ROTT: The air is so humid at the bottom, there's a light mist.

GRAHAM: These are the deepest, wettest parts of the whole landscape.

ROTT: But fire even made it to here. Upstream, we see mossy logs, wet to the touch, that are half-charred.

GRAHAM: You know, I've been here all my life and there's lot of other people who have. We're all just scratching our heads going, this is not right.

ROTT: Ecologists and other observers in East Australia and other parts of the world are saying the same thing. It's not that fire doesn't happen in rainforest, it does - just very rarely without human help. What's shocking is that rainforest wasn't just burning in that little patch we just visited. It was burning up and down the Australian continent. In New South Wales, more than half of the area designated as Gondwana Rainforest of Australia burnt in the last fire season - 54%.

KARYN TABOR: What's happening is we are seeing climate change at work.

ROTT: Karyn Tabor is with Conservation International, where she tracks wildfire and ecosystem changes globally using satellite data.

TABOR: Hotter weather, drier weather conditions and longer fire seasons - this is causing more fires.

ROTT: And it's making those fires harder to manage. A synthesis of some of the world's best fire science that was done in response to Australia's fire season found that, yes, human-caused climate change is increasing the global risk of wildfire. Fire season has lengthened across a quarter of the burnable earth. Fire weather conditions are happening more frequently in places like Australia and even on the opposite end of the world, the Arctic. Nancy Fresco is a research professor at the University of Alaska Fairbanks.
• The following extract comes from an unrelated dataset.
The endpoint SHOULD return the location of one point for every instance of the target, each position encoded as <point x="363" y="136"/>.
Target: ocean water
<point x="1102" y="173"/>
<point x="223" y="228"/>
NANCY FRESCO: The change is happening in a couple of ways. In the areas that typically burned, we're seeing hotter fire, more frequent, more intense. And then we're also seeing fires extending into areas where they didn't burn typically.

ROTT: In the Arctic, fires are burning further and further north. In the Amazon, Central Africa and Southeast Asia, more rainforest is burning, partly because of climate change, but also because of another human element. Here's Dr. Robert Kooyman, a botanist with Macquarie University.

ROBERT KOOYMAN: Of course, there's also the fact that we are now 9 billion people. And the massive modification to landscapes in terms of forestry activity, land clearing, land modification - all of those things have occurred at the same time.

ROTT: And all of those disturbances, Kooyman says, provide footholds for fires to take off. So why should we care that more places are burning? Again, Nancy Fresco.

FRESCO: The first answer is, well, we all share the same atmosphere.

ROTT: And fires release carbon into that atmosphere, carbon that then feeds global warming, warming that then feeds fires, fires that then release - you get the idea. Climate scientists call this a positive feedback loop, though, there is little positive about it. Because these ecosystems are not used to fire, they'll have a hard time recovering, leaving carbon in the atmosphere and further threatening already threatened species. The Gondwana Rainforest of Australia are like these little time capsules into a prehistoric past. And visiting various parts that burnt, the difference is jarring. Burnt areas look different. They're brown, versus green. They feel different because they have less shade. And they sound different. Unburnt...


ROTT: Burnt.


GRAHAM: Yeah. It's a completely different physical system.

ROTT: Back with ecologist Mark Graham, we're walking down a recently burnt hill sprinkled with Antarctic Beech, these ancient trees with massive canopies and gnarled trunks. They're a hallmark of Gondwana rainforests.

GRAHAM: They are the ultimate survivors.

ROTT: But Graham says what's so worrying to him is that many of these ecosystems, and the endemic species that depend on them, have already been reduced to near nothing. Logging and other human activities have already pushed them to the brink. Wildfire is just another threat.

For a lot of the critters, it's like being on a shrinking island.

GRAHAM: That's a really, really good description. And ultimately, they've - at this type of pace, there won't be anywhere left to go. The pace of change is simply too great.

ROTT: Too great even for ecosystems that have survived for millions of years.

Nathan Rott, NPR News, Bellingen, Australia.